Megalithic tomb - wedge tomb, Castlehill, Co. Mayo
Co. Mayo |
Megalithic Tombs
On a hillside in Castlehill, County Mayo, there sits a wedge tomb, one of the most numerous yet quietly overlooked categories of megalithic monument in Ireland.
Wedge tombs take their name from their characteristic shape: a gallery that narrows and lowers from front to back, typically aligned with the wider end facing roughly south-west. They belong to the late Neolithic and early Bronze Age, a period stretching back somewhere between four and five thousand years, and they are found in their greatest concentrations in the west of Ireland, where the landscape around them has changed far more slowly than in more heavily developed parts of the country.

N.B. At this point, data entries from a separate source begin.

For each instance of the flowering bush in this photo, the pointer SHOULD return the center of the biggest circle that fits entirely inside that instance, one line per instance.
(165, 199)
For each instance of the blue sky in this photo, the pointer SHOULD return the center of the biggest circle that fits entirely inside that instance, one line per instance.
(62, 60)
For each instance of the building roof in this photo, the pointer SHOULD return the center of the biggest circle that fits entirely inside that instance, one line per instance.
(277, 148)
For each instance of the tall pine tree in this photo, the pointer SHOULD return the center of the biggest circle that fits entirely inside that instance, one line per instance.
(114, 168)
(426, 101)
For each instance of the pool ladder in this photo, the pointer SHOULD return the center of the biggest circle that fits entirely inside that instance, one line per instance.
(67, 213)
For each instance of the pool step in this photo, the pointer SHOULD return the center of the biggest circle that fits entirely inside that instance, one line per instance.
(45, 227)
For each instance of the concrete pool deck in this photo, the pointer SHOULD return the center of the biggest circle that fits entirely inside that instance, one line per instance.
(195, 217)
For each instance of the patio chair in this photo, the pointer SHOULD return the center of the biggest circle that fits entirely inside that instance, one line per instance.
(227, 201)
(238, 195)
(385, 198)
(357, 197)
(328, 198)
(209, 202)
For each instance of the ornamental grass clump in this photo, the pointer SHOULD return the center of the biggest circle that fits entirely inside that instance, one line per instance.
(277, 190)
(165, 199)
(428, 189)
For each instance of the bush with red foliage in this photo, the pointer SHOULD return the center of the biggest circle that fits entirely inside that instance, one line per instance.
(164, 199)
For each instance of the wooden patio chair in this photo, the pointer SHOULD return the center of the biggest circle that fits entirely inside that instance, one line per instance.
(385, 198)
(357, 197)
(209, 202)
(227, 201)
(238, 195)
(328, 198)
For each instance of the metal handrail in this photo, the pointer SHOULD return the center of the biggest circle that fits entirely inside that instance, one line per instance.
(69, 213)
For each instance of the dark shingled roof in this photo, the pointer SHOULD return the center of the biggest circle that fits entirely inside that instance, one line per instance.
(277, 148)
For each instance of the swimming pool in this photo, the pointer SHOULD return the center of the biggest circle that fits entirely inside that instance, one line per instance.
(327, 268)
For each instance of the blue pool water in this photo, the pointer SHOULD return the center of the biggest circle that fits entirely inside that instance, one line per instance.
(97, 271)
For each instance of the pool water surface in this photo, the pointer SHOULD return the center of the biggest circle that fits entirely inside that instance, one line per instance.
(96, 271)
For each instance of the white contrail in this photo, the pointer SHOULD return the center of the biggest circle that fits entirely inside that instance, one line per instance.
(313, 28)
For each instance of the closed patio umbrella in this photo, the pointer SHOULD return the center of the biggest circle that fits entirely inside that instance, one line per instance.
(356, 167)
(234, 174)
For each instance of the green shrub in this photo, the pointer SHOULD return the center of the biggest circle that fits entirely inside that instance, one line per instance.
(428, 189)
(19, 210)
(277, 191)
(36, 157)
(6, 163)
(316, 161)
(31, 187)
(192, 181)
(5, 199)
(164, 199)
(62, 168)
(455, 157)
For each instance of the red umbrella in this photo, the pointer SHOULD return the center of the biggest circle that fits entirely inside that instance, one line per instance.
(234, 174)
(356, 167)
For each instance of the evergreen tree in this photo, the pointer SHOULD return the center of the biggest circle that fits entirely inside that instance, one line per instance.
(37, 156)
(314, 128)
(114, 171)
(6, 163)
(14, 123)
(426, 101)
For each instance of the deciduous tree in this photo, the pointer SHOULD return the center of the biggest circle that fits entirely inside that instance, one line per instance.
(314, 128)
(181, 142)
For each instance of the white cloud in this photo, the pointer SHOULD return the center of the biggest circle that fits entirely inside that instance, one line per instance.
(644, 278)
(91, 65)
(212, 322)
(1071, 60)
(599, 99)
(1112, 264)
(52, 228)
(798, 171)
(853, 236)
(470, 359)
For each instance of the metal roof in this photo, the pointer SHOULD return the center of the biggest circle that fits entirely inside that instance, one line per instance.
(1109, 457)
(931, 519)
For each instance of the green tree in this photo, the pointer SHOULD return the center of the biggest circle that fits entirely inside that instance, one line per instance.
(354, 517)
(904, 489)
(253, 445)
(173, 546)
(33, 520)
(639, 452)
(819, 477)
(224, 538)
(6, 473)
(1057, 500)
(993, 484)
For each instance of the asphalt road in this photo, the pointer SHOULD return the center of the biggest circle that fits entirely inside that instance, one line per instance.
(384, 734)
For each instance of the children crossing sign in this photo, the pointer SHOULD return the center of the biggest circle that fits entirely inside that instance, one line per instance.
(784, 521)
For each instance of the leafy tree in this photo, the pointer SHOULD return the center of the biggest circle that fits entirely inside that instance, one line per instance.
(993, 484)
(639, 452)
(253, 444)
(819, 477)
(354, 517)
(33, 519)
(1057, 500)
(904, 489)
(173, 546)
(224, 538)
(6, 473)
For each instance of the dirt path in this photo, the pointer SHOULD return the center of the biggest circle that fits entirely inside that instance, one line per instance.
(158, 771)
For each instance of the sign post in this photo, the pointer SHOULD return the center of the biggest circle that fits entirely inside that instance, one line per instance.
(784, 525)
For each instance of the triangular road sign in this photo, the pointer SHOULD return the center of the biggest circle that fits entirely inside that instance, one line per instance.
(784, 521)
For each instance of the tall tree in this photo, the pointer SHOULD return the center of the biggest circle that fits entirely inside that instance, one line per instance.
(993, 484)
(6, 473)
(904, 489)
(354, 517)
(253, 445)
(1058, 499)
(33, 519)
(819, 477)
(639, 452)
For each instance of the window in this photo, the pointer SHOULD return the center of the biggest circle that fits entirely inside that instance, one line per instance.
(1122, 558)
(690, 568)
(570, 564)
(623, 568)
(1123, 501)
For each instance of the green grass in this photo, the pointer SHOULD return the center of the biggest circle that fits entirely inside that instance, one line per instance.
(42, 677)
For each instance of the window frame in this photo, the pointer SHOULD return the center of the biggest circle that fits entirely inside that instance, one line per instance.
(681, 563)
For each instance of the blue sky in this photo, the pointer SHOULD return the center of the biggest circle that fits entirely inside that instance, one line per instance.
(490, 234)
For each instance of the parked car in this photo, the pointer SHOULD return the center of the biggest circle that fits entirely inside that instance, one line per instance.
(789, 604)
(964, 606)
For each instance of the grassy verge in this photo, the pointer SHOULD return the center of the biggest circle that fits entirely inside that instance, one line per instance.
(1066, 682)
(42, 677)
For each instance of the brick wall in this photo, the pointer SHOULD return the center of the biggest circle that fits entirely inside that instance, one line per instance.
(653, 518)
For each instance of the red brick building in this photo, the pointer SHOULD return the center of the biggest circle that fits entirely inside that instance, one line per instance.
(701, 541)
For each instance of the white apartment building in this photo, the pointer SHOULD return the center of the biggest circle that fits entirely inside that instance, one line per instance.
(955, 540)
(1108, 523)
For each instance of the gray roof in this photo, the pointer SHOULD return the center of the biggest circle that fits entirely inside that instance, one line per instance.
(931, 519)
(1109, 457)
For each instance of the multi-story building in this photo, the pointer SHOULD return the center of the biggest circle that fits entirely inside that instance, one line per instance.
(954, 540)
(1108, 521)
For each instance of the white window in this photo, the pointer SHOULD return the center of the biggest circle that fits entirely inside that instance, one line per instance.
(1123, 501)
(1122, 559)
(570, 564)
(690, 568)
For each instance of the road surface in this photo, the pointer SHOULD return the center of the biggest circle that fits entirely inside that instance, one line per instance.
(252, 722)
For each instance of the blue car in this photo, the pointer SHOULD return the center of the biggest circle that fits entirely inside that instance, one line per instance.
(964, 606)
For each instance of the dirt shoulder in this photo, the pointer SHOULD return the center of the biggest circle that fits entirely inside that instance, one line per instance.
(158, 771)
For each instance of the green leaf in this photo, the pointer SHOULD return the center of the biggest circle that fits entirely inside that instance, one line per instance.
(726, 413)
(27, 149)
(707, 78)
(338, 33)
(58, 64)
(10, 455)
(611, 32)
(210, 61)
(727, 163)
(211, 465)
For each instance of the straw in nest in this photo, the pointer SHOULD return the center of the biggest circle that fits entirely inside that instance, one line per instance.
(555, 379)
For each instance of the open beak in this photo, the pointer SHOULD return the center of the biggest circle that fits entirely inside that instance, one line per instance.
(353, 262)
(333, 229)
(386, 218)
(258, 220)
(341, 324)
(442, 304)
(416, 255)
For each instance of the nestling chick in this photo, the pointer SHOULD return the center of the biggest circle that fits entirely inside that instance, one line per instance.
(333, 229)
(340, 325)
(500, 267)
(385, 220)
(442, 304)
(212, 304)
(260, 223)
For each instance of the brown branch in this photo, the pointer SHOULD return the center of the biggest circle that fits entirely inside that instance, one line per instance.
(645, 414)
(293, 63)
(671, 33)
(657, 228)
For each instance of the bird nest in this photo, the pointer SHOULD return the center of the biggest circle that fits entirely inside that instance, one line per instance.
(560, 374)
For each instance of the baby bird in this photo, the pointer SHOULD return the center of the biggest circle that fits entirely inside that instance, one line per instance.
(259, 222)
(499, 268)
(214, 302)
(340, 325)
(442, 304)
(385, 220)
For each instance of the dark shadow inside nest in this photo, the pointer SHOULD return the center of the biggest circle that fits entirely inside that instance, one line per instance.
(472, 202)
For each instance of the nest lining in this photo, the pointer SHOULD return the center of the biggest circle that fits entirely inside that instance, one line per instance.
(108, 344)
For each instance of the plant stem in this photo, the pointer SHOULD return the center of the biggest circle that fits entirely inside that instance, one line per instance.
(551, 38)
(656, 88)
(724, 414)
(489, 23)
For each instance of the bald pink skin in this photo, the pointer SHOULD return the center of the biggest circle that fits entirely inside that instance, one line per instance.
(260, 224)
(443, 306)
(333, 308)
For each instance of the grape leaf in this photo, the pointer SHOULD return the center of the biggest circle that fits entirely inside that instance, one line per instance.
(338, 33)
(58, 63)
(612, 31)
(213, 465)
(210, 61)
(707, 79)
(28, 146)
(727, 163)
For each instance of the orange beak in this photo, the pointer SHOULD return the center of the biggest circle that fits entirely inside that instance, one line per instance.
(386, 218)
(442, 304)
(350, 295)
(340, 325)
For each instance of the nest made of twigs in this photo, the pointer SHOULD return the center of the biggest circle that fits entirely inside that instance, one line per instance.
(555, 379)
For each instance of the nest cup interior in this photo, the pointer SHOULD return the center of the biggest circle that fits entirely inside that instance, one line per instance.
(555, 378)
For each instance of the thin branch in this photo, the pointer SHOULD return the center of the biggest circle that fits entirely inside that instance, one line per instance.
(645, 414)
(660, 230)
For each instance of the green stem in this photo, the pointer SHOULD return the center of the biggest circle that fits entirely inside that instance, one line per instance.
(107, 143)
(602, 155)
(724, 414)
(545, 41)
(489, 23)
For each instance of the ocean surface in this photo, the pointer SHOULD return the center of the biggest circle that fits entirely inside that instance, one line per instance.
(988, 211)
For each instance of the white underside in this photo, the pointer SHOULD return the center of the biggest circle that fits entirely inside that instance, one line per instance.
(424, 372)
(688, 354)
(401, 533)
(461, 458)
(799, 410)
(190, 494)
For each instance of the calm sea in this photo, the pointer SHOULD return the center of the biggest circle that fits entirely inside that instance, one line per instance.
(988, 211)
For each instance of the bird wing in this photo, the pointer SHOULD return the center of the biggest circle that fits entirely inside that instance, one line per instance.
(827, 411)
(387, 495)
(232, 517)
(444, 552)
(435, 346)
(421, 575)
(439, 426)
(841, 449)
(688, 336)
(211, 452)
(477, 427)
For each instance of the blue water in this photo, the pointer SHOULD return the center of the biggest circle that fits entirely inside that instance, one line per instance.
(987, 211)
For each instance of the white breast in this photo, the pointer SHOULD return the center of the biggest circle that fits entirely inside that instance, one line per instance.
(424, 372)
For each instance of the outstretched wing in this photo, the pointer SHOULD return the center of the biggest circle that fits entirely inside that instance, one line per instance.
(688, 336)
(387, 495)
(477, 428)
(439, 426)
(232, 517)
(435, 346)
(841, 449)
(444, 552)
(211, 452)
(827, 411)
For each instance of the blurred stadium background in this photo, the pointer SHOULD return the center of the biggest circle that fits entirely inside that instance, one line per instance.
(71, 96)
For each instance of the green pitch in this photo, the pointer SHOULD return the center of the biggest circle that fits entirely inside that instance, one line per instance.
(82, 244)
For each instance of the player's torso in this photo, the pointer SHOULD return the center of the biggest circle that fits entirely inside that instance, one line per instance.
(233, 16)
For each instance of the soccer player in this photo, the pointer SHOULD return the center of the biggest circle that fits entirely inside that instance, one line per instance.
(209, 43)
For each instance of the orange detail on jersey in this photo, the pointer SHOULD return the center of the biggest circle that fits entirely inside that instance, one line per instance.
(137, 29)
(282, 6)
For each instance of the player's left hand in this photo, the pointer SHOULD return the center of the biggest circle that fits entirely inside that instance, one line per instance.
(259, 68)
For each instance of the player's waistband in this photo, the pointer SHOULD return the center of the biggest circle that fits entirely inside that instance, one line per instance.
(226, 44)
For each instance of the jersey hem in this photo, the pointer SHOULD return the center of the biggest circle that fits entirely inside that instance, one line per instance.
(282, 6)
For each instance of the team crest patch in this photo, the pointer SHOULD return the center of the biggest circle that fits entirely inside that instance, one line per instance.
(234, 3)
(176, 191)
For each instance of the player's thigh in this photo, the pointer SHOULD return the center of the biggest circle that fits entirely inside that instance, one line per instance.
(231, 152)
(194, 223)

The primary scholarly reference for this tomb is the survey conducted by Ruaidhrí de Valera and Seán Ó Nualláin, published in 1964 as part of their systematic catalogue of megalithic tombs across Ireland, with the second volume covering County Mayo specifically. De Valera and Ó Nualláin spent years travelling and recording these monuments at a time when many were still poorly documented, and their work remains a foundational resource for understanding the distribution and form of prehistoric funerary architecture across the island. County Mayo proved particularly rich territory, with wedge tombs scattered across its uplands and boglands, many of them well preserved precisely because the ground around them was never intensively farmed or built upon.